Entering the meeting, each of the governmental bodies have reviewed the 14-page proposal.
The Planning Commission reviewed the issue July 12. Commissioners have voiced two concerns regarding the policy.
The Town Board got its first look at the document during its meeting July 19. Board members did not discuss the proposal in detail and requested time to read through the policy.
Town administration, with the help of Transplan, which did a traffic study of the town earlier this year, drafted the proposed impact fee policy.
Recommended Stories For You
If approved, the policy would establish transportation fees for new residential, commercial and industrial development within town.
The reason the impact fee is being proposed is the traffic study concludes the town’s current transportation system is adequate for the town.

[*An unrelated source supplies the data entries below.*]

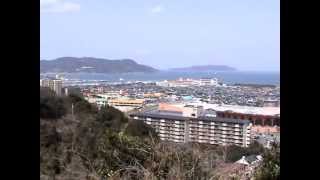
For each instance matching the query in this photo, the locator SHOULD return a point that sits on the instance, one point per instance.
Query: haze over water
(249, 77)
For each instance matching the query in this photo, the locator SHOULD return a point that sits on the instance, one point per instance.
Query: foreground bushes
(104, 144)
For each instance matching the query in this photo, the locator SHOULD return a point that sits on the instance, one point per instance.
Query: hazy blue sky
(165, 33)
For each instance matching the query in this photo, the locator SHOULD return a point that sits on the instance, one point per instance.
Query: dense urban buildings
(201, 110)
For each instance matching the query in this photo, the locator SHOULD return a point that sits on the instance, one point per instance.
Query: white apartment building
(53, 84)
(180, 127)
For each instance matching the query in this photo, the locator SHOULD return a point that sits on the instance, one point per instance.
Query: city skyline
(164, 34)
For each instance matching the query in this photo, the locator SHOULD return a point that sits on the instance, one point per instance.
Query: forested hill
(93, 65)
(104, 144)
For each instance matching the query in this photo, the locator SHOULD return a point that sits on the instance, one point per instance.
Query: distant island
(204, 68)
(92, 65)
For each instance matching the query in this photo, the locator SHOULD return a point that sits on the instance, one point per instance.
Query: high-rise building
(53, 84)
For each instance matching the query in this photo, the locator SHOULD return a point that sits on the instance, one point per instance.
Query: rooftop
(178, 116)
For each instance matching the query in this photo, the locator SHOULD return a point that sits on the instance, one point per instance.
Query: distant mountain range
(204, 68)
(93, 65)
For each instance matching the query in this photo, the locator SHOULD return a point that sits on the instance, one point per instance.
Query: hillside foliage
(103, 143)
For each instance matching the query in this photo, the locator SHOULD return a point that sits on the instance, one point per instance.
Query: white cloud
(157, 9)
(58, 6)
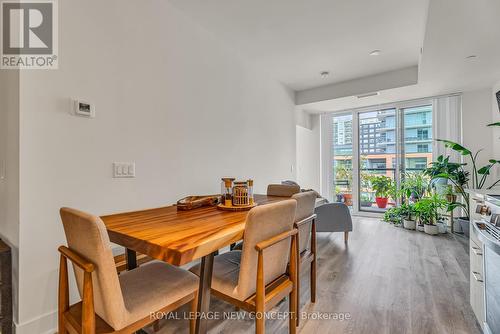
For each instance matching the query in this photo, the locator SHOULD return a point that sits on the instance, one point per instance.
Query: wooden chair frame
(268, 296)
(308, 256)
(80, 318)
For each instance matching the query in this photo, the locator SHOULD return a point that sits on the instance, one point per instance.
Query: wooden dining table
(180, 237)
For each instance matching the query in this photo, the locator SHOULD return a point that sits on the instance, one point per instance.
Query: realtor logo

From the study, town administration and the consulting firm conclude that new roads will be needed as growth happens in Hayden.

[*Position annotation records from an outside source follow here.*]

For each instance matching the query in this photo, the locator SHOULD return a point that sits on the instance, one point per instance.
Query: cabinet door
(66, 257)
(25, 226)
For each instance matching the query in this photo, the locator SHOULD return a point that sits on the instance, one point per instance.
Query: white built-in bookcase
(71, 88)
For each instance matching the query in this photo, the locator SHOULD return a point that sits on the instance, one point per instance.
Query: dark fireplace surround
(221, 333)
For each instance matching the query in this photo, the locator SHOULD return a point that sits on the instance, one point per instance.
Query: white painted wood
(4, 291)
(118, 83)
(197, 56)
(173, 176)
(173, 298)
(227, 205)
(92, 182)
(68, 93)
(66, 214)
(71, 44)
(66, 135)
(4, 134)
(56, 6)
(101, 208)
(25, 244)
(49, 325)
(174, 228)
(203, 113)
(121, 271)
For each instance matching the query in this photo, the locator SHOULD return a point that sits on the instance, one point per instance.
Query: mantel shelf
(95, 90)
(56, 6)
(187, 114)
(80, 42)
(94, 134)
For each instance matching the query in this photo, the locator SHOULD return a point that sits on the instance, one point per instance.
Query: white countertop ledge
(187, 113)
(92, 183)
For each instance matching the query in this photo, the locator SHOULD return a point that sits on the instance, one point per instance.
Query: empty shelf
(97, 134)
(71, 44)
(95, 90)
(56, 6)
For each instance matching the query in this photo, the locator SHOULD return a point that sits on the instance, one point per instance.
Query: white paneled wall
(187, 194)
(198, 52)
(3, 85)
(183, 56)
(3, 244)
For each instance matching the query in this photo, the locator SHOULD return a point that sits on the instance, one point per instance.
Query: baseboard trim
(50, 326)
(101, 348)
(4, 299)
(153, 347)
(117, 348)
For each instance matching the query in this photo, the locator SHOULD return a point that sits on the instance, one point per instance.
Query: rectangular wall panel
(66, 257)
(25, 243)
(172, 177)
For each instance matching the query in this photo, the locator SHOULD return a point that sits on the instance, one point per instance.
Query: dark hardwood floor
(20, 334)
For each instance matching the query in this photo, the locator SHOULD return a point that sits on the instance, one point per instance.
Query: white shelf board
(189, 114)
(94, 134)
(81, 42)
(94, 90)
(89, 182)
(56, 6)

Town administration is in favor of the impact fee because new growth would not be a burden for existing residents.
With an impact fee in place, current taxpayers would not have to fund the infrastructure needed for the growth.
However, trustees will have to decide on two issues that have been raised by the Planning Commission.
The first concern is if the fee will apply to existing buildings that are remodeled and renovated in the future.
The second is if the fee will apply to undeveloped property that has been mapped out by the town for residential development.
The Planning Commission is against the impact fee being enforced against renovated or remodeled buildings.
Commissioners fear an impact fee could stifle efforts to improve the town’s historical downtown.
The commission also favors that some undeveloped property that has been mapped for residential development would be exempt from the impact fee.
Hayden officials are moving slowly with the issue. They don’t want the policy to become a controversial issue as it did in neighboring Steamboat Springs.
In June, the Steamboat Springs City Council approved of an impact fee, a flat fee of $4,454. The fee applies to any new residential or commercial development.
Hayden officials are working with a formula to figure how much new development would have to pay in impact fees for transportation.